Si tratta di uno spazio occupato, per altri versi e in modo speculare, dal M5S, che sempre più compie incursioni a destra cercando lì il proprio consenso. E tuttavia, questa duplice rincorsa su quel terreno, come dimostrano i sondaggi, in definitiva dice agli elettori che le destre radicali qualche ragione ce l’hanno.

Ciò che manca, in modo clamoroso, è una sinistra di tipo nuovo. Non penso che occorra rimpiangere la grande stagione dell’Ulivo. Esserne gli eredi vuol dire promuovere un’alleanza larga, inclusiva, non dominata dagli eletti, aperta alla società, ai movimenti e a tante soggettività, federativa, attorno a valori semplici. Quelli antichi e primordiali del socialismo che, contro il liberalismo, nacque per affermare l’indissolubilità tra diritti sociali e diritti individuali, tra la libertà nel lavoro e quella nella vita, il diritto a un’equa retribuzione e a una capacità di temperare e calmierare le ingiustizie e le differenze sociali. Si tratta dei valori scritti nella prima parte della Costituzione Repubblicana che una grande maggioranza di italiani ha ritenuto, lo scorso 4 dicembre, il vero scudo per riaffermare i propri diritti. Questi valori richiedono risposte radicalmente nuove, nell’era della globalizzazione e dell’innovazione, che non passano da frontiere e fili spinati.

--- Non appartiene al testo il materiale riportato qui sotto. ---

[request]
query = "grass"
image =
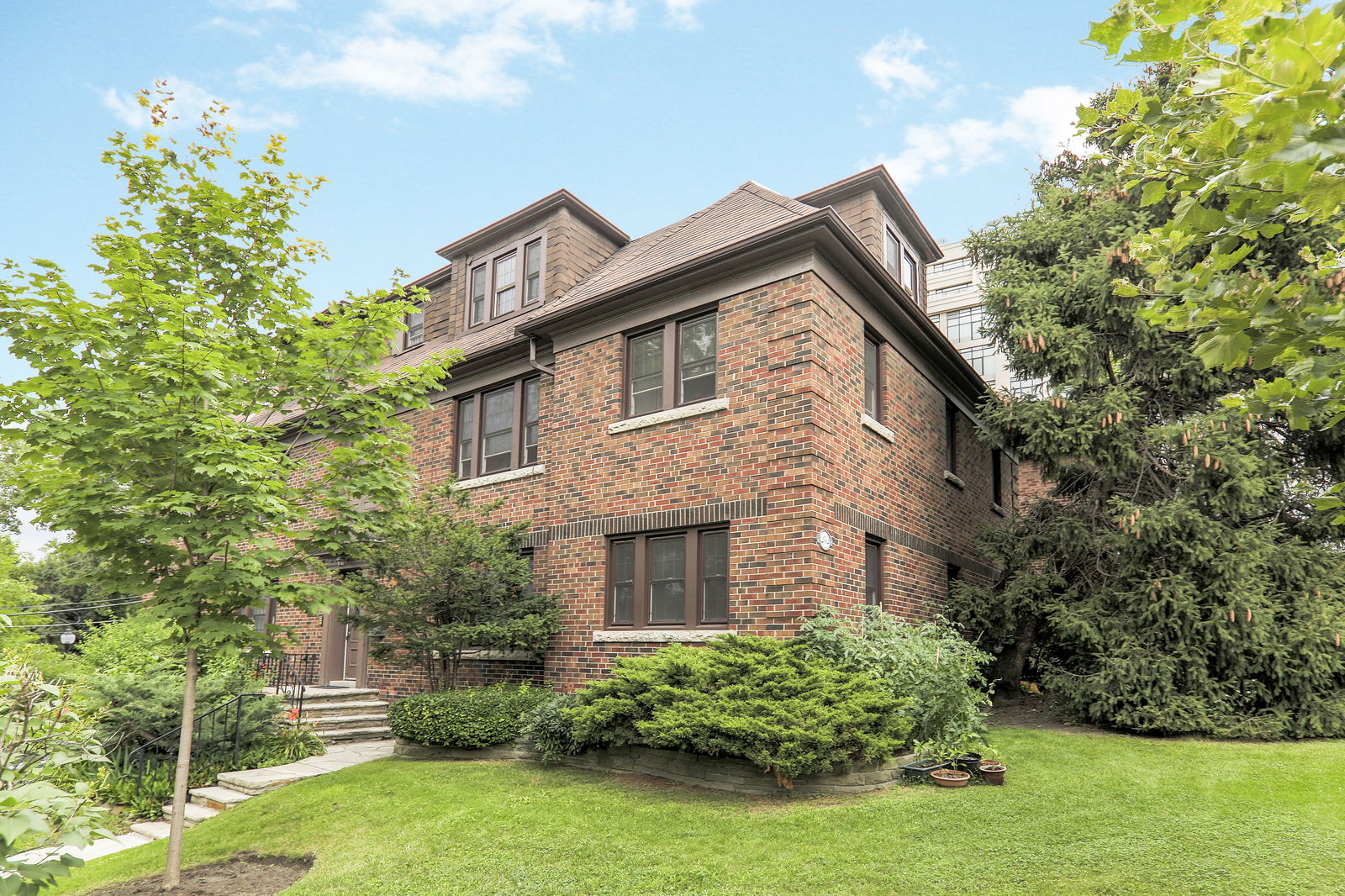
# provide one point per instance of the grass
(1080, 814)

Occorrerà probabilmente dopo il voto un’alleanza, anche col sistema proporzionale verso cui si sta andando. Questa sinistra deve proporre un patto chiaro contro le destre al nuovo centro nato il 30 aprile. Se la strada sarà per il PD quella di aprire ai contenuti della destra, questa sinistra avrà invece il dovere di una grande opposizione in nome della Costituzione. Il tempo è davvero poco, e spetta ad Articolo 1 e a Campo Progressista, e poi  a Sinistra Italiana, a Possibile e a tutti quelli che sono sinceramente disponibili a impegnarsi per una nuova sinistra di trasformazione e di governo dare qui ed ora un segnale chiaro e forte.